New selective supersampling demo

BTW, and I forget and is too lazy to check, XB360's Xenos does 2xMSAA "for free" right?
Actualy, any present GPU that is capable of outputing 2 multisamples per clock could do "free" 2xMS if there is enough bandwidth (once again) and Xenos have a lot of it, dedicated just for framebuffer op's like this, while super-sampling would stress enough the texturing capacity and overflow the small amount of the eDRAM buffer even more than the HD screen mode does already.
 
Last edited by a moderator:
Vysez said:
Other than the DB part, Humus, why does this demo require SM3.0?

Is it mandatory due to the technology you use or is it simply because you coded your app with SM3.0 in mind?
He uses gradient instructions, which I think are only available in SM3.0. Can't remember if they're in any of the SM2.x profiles. But that's likely why.
 
Vysez said:
Other than the DB part, Humus, why does this demo require SM3.0?

Is it mandatory due to the technology you use or is it simply because you coded your app with SM3.0 in mind?
Already cursing the X800? (Didn't take long! :p)
 
Dave Baumann said:
Already cursing the X800? (Didn't take long! :p)
I already miss the R9250, to be honest. :cry:

Poor, R9250, she got smashed into pieces by some maniac...

:devilish:
 
fellix said:
Acctualy, any present GPU that is capable of outputing 2 multisamples per clock could do "free" 2xMS if there is enough bandwidth (once again) and Xenos have a lot of it, dedicated just for framebuffer op's like this, while super-sampling would stress enough the texturing capacity and overflow the small amount of the eDRAM buffer even more than the HD screen mode does already.

Granted a console and PC graphics unit (especially Xenos) are two entirely different beasts, but I don't seem to be able to measure a higher memory consumption so far between 2xMS and 2xSSAA on the PC .
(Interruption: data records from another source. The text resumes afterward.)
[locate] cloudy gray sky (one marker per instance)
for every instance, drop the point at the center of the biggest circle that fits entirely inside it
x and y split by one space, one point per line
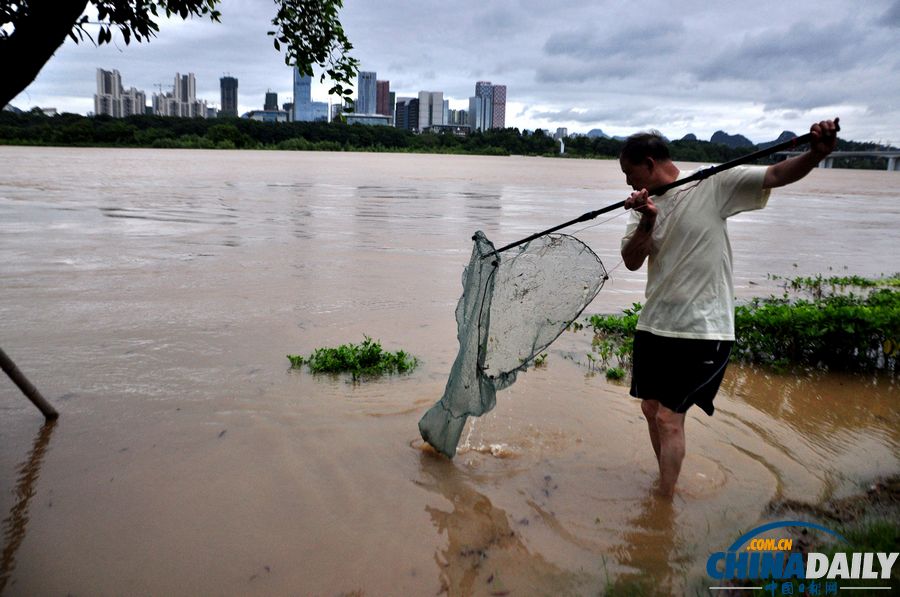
681 67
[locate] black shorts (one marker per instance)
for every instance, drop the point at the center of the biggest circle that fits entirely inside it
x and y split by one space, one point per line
678 372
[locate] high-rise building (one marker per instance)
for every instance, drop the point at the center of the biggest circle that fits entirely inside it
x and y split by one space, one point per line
228 88
182 101
366 93
406 113
487 109
392 101
498 107
431 109
383 97
112 100
306 110
475 120
271 101
484 92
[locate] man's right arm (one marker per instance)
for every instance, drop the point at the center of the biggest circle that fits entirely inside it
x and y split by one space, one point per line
638 246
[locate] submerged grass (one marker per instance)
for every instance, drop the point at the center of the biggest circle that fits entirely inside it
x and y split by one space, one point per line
845 323
366 359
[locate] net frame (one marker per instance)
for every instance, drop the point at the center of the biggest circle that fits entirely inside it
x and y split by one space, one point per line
473 382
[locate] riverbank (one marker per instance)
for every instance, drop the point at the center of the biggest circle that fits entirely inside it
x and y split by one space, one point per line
152 295
72 130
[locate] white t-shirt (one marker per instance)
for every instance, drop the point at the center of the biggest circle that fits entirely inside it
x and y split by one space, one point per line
690 291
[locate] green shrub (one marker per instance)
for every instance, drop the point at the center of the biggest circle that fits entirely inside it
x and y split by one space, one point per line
835 329
364 359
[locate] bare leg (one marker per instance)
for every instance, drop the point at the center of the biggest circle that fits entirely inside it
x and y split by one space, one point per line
650 408
670 427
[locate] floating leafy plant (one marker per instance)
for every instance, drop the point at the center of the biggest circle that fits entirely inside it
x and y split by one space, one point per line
834 329
367 358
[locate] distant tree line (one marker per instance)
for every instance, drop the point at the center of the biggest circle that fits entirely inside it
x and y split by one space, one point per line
35 128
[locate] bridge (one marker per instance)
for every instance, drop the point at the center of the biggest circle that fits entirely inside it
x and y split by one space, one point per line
893 157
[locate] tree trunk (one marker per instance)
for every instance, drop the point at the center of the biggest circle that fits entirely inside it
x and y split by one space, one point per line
33 42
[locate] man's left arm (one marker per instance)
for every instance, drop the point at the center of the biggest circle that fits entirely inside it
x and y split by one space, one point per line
823 142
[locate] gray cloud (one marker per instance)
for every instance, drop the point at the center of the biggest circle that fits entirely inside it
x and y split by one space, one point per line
755 69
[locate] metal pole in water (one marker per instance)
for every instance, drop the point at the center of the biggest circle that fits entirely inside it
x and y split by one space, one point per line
27 387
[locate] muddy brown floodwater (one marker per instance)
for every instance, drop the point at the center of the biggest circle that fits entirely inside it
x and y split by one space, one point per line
152 296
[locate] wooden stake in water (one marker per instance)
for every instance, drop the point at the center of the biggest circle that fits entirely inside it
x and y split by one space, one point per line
27 387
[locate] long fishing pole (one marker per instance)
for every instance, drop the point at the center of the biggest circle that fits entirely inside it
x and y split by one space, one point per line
698 175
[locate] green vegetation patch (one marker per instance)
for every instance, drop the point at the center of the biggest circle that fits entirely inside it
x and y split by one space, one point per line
613 338
835 329
366 359
840 323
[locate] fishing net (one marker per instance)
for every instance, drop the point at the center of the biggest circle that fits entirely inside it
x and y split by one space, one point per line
513 306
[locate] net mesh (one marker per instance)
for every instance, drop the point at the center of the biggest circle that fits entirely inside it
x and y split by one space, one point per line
513 306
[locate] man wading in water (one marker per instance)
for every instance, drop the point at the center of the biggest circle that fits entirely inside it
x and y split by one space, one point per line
686 329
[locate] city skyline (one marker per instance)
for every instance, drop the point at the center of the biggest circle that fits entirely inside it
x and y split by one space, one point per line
754 70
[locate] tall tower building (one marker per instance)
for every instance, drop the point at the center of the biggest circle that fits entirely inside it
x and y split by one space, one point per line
108 99
112 100
498 107
228 88
182 101
484 91
367 93
185 88
271 101
487 109
431 109
383 98
406 115
306 110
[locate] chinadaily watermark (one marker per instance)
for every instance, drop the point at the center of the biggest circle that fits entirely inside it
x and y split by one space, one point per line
758 561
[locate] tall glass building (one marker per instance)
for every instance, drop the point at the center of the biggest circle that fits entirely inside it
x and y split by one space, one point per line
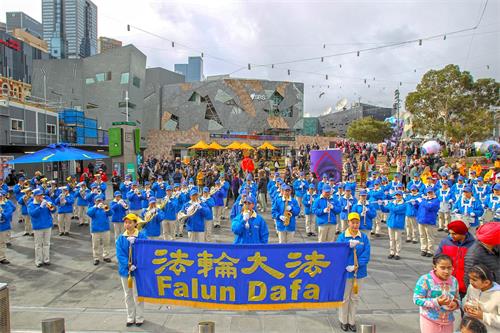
70 28
193 70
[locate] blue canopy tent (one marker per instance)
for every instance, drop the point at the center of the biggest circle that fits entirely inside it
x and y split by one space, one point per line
57 152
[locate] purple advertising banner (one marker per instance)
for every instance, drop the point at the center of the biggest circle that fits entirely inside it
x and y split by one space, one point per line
327 162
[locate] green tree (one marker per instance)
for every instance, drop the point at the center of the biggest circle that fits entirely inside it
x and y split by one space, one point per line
369 130
448 103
I'm obviously missing something or I haven't tested the correct scenarios with the appropriate tools. Any help maybe?
 
Reverend said:
Just so I know what Tim Sweeney as a developer thinks about doing something like this (SS directly in shaders, in/on specific surfaces within a scene) [snipped]

allow me.
tim sweeney 'as a developer' thinks much more about his release dates and schedules than about technology. he's much more inclined to discard something that could affect his development schedules negatively (as using selective supersampling in his shaders would) than adopt it into production. as it has been known for ages, brute force supersampling is a pure waste of fragment power. as things stand today, mipmapping and aniso should address all your texture-sampling needs, MS should address all your edge sampling needs, 'dumb' selective SS should address all your alpha-testing and 'smart' selective SS (ala humus' demo) all your high-frequency shaders needs. sure, some of those don't come automagically but they do save tons of bandwidth and ALU resources as a result. whether that is of high importance to devs/projects X, Y and Z is another matter.

just remember one thing: realtime graphics have always been about smoke and mirrors (and about the beauty of the female assistant, but that's outside the scope of this post) - whoever is more skilled with using those gets the spectators' ovations.
 
*/Quietly gets up and breaks the silence with a clap/* Well put darkblu.
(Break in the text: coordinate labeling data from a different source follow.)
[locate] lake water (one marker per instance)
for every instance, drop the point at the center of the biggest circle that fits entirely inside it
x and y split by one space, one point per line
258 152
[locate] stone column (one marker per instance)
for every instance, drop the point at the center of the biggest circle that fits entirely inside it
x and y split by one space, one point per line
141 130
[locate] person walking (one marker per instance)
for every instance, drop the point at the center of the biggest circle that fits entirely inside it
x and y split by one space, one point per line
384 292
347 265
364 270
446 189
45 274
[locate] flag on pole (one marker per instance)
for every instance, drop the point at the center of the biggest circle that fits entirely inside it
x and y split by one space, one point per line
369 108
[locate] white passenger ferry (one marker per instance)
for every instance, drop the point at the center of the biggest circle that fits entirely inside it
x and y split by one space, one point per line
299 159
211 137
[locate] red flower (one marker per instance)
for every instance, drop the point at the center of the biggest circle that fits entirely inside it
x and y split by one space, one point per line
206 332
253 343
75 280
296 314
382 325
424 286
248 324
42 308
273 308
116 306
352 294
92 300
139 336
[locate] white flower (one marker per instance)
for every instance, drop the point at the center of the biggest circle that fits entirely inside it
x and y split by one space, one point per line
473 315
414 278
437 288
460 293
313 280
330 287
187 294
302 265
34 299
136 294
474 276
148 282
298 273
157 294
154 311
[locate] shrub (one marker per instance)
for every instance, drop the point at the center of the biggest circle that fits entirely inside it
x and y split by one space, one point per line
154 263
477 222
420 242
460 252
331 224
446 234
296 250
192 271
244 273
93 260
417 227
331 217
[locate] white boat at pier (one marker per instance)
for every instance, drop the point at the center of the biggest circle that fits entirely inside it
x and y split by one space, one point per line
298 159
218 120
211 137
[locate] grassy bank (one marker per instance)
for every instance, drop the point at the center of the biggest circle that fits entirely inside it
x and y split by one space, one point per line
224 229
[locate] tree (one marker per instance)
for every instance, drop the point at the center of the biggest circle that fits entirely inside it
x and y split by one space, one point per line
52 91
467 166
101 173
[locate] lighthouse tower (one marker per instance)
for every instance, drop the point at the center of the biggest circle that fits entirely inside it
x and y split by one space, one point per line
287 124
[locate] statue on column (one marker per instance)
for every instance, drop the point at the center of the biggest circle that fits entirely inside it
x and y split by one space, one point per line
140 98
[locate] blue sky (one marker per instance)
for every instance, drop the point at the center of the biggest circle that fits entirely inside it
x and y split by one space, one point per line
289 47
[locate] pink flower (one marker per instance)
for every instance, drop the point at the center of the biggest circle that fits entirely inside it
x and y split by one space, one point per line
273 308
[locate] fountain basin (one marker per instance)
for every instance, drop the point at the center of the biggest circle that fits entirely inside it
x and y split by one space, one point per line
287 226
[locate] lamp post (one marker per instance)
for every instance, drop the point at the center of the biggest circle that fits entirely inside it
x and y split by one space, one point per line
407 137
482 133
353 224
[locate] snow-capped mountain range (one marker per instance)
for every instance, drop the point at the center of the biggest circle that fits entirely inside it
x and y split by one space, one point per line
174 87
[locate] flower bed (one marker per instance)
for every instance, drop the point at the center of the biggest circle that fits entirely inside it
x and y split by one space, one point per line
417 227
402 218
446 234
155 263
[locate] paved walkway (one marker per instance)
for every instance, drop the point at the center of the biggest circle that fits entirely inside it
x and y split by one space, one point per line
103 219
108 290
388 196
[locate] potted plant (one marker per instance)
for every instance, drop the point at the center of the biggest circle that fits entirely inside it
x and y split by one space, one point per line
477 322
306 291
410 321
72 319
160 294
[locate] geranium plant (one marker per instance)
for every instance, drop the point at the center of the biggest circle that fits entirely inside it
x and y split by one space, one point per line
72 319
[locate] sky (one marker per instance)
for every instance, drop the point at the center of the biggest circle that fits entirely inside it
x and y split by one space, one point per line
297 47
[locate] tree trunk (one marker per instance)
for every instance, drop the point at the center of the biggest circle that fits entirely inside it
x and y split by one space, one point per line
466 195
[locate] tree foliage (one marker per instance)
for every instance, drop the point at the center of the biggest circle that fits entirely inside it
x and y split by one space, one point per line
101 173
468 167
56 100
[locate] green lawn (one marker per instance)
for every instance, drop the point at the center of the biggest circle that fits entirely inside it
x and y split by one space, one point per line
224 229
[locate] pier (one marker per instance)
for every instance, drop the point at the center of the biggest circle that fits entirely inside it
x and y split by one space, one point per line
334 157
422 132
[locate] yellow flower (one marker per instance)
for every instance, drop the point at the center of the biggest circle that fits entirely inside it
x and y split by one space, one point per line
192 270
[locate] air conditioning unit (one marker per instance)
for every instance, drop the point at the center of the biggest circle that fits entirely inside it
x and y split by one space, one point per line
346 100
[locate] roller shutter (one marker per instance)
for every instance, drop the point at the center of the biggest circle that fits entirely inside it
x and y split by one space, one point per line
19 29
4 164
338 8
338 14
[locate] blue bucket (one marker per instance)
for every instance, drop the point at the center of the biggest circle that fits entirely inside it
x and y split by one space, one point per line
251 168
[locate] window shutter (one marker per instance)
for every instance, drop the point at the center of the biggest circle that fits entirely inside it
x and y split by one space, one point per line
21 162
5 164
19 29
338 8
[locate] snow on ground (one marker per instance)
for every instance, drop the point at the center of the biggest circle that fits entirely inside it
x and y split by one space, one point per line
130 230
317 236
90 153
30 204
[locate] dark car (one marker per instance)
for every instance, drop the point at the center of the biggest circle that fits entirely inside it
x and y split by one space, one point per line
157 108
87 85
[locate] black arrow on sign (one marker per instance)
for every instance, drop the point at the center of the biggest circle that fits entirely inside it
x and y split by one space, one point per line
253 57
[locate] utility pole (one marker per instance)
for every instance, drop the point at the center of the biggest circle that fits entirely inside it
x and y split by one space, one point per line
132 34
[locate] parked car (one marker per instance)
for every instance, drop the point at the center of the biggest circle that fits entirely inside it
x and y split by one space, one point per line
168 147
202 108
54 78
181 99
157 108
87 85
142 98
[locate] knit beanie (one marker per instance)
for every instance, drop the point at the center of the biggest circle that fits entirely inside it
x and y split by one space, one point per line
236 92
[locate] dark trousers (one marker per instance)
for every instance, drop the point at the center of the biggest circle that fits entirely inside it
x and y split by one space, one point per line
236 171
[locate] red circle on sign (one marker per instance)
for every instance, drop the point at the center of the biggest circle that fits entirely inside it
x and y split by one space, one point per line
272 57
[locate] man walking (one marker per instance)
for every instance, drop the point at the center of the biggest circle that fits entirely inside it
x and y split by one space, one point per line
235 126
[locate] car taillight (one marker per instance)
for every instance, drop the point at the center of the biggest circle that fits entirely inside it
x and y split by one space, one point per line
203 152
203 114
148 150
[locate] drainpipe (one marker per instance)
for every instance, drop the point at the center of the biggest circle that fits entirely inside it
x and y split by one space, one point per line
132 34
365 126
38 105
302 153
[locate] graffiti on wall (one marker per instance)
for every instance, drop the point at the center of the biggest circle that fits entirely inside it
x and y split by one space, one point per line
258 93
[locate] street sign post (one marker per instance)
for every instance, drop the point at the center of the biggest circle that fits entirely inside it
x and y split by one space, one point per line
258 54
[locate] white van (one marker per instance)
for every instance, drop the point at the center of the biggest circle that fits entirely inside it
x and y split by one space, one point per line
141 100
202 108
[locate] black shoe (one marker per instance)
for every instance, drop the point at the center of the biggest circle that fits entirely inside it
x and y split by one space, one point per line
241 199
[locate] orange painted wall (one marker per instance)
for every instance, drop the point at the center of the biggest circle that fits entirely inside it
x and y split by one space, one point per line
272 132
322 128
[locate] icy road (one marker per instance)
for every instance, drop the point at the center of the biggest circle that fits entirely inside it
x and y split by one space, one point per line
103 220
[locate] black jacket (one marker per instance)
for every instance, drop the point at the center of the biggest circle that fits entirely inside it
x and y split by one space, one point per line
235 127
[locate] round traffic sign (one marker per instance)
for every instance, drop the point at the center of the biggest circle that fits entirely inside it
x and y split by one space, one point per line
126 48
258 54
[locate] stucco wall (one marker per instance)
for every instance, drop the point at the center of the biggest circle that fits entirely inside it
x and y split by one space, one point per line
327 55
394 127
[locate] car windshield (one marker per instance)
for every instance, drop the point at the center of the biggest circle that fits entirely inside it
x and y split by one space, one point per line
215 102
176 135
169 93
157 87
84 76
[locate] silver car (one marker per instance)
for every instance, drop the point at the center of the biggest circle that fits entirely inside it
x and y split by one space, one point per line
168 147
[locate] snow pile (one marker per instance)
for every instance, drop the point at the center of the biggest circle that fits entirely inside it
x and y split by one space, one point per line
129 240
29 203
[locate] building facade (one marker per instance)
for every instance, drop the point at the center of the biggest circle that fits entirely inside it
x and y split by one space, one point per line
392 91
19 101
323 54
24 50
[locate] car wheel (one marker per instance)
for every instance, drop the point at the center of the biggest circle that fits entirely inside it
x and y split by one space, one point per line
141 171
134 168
Realistically, though, how feasible selective algorithms such as the ones mentioned above? How many "man hours" do they take to code and debug for in addition? I ask because it seems both Carmack and Sweeney are weary of spending their time on what seems to me an important IQ issue. It seems it only took Humus a little while to come up with his selective solution based on branching via the gradient parameter. Perhaps Carmack and Sweeney are weary of spending time on techniques only serve to improve the image quality to performance ratio.
 
Last edited by a moderator:
That's tricky. Separating out the sampling frequency of some parts of a shader program from other parts would be difficult to specify. I'm skeptical that this will happen because it's a very complex solution, and will be obsoleted over the next 6 years or so due to plain old Moore's Law improvements. Video resolutions are going up much slower than GPU processing power, so supersampling will be practical in a few years.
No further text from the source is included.